Le Danemark adopte une loi pour transférer ses demandeurs d’asile hors d’Europe – Objectif officiel : zéro clandestins

Le Danemark prévoit d’ouvrir des centres d’accueil dans des pays tiers où les demandeurs d’asile pourraient rester, même après avoir obtenu le statut de réfugié.

Un centre d’asile délocalisé au Rwanda ou en Erythrée ? Connu pour sa ligne très dure en matière d’immigration, le Danemark a adopté jeudi une loi lui permettant d’ouvrir des centres pour demandeurs d’asile, qui y seraient envoyés pendant le traitement de leur dossier… Et même après.

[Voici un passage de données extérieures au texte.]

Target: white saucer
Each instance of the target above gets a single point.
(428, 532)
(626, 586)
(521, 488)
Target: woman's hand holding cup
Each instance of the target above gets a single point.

Dernière nouveauté anti-migratoire du gouvernement social-démocrate de la Première ministre Mette Frederiksen pour dissuader tout migrant de mettre les pieds dans ce pays nordique, le texte prévoit que le demandeur reste dans le pays tiers, même s’il obtient in fine le statut de réfugié. Fort du soutien de la droite et de l’extrême-droite et malgré l’opposition de certaines formations de gauche, il a été confortablement adopté jeudi matin, par 70 voix contre 24.

Objectif officiel : zéro clandos !

Retrait du permis de séjour de Syriens parce que leurs régions d’origines sont sûres, durcissement d’une loi anti-ghettos visant à plafonner le nombre d’habitants non-occidentaux dans les quartiers, objectif officiel d’atteindre le « zéro réfugié » : l’exécutif de centre-gauche mène actuellement une des politiques migratoires les plus restrictives d’Europe.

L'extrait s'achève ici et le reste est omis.